Enjundias

Crónica de los días que pasan

 

Con los ojos cerrados. Podía permanecer así en aquellas mañanas de abril.

Yo la contemplaba desde el marco de la puerta sin atreverme siquiera a realizar un gesto con la mano. A ella, sin embargo, no le importaba cantar en voz alta delante de mí mientras cerraba sus ojos durante horas haciéndose la sonámbula, manoteando al aire sus enjundias imaginarias.

Me acostumbré a sus tremendas causas perdidas y le llevaba zumos de naranja a la mesita de noche hasta que yo mismo terminaba por bebérmelos de un sorbo inútil, asumiendo que las vitaminas se habían volatilizado en la espera.

No fueron aquellas dulces e inacabables mañanas sino la dejadez de ánimo lo que lo ensombrecía todo y lo convertía al tiempo en algo decadente y misterioso no sin cierto encanto indescifrable.

Con los ojos cerrados ella palpaba los lóbulos de sus orejas buscando en ellos sus pendientes, yo me acercaba despacio con unos pequeños aros de plata en las palmas de mis manos y en ese momento se producía el milagro: la mujer, como un cachorro recién nacido, olfateaba y reconocía el olor de la plata y, con sus dedos ágiles e intactos, como de niña acostumbrada a tejer, conseguía a ciegas y mecánicamente insertar la tuerca en el zarcillo con magistral acierto.

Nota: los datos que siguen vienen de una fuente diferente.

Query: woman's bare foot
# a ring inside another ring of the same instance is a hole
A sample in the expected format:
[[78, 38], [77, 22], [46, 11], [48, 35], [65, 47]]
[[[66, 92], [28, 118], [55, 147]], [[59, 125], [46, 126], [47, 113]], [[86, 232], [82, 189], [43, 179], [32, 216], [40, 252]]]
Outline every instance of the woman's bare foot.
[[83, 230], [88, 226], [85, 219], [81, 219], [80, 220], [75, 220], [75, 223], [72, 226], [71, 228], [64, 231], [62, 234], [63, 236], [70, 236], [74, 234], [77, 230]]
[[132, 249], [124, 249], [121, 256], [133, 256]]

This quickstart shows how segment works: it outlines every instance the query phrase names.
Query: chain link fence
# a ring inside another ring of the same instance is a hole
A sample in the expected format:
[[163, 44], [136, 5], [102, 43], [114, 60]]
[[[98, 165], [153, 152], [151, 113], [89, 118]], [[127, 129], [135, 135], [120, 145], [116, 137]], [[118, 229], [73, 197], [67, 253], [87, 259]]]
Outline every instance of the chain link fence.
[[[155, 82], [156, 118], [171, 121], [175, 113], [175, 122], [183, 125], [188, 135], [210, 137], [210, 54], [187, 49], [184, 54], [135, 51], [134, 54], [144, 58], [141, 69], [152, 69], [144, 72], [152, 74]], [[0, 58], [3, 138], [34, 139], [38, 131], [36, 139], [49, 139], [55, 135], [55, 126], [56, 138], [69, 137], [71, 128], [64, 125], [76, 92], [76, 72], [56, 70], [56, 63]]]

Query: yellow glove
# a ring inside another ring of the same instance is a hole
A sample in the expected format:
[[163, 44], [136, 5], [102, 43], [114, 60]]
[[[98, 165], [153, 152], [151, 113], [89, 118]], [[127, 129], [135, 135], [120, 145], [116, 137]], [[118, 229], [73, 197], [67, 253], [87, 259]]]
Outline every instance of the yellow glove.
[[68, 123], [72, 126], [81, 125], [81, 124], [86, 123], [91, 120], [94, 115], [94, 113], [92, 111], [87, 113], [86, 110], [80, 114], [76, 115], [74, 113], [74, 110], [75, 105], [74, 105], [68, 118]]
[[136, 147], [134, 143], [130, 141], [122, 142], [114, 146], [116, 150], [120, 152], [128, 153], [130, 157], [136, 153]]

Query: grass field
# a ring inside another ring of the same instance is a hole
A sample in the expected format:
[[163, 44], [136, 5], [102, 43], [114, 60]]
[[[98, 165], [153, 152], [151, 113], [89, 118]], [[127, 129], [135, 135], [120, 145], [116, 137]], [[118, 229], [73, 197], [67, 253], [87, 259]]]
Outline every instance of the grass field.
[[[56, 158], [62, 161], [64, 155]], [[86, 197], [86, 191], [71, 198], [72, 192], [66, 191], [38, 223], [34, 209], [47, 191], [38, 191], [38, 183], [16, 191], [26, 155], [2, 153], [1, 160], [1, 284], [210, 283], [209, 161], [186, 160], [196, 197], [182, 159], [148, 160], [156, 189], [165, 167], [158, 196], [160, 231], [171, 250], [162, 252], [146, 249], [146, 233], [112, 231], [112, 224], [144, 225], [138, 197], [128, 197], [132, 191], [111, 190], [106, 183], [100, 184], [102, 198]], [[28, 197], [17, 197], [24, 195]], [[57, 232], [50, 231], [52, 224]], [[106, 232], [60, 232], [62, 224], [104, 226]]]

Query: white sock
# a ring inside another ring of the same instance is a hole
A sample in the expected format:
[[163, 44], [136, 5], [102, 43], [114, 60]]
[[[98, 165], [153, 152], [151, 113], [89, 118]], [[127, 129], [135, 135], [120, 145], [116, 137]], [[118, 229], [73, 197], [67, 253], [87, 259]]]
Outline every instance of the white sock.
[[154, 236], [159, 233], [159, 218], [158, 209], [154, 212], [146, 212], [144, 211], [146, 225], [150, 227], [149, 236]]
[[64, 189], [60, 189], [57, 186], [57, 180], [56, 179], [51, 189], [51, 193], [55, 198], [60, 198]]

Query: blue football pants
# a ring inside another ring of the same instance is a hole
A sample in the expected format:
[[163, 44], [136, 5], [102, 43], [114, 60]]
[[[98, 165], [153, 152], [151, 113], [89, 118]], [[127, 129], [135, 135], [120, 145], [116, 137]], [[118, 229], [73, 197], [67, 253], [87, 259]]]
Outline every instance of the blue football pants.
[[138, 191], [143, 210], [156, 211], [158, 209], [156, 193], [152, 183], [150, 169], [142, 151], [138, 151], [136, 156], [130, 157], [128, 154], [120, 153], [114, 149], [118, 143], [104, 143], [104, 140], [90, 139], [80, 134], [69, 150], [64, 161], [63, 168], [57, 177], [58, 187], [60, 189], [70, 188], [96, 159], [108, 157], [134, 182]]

En esos instantes, yo siempre imaginaba que la foto de mi vida era precisamente esa, la que nunca me atrevería a tomar; la fotografía de un acto de coquetería secreto e indescifrable.

No logro recordar cuanto tiempo se prolongó esa situación que me enervaba día a día. Un año, tal vez dos. Hace mucho tiempo ya de todo aquello, sin embargo tatuó mi vida y hasta lo echo de menos.

Debo padecer uno de esos horribles síndromes modernos. Estocolmo le dicen. Estocolmo. Martirio. Berlín. Tormento, qué más da …

Sin explicación posible, aquellos días ligeros de abril resultan gratos a mi memoria. Hubo paz y derrotas y ella acomodaba su cuerpo entre el edredón y la sábana de un modo, que me producía un vértigo sagrado e infinito logrando calmar mi angustia.

Era elegante y descuidada al mismo tiempo y podía permanecer durante horas en la misma posición, dándome las gracias por hacerle una visita; llamándome por otros nombres.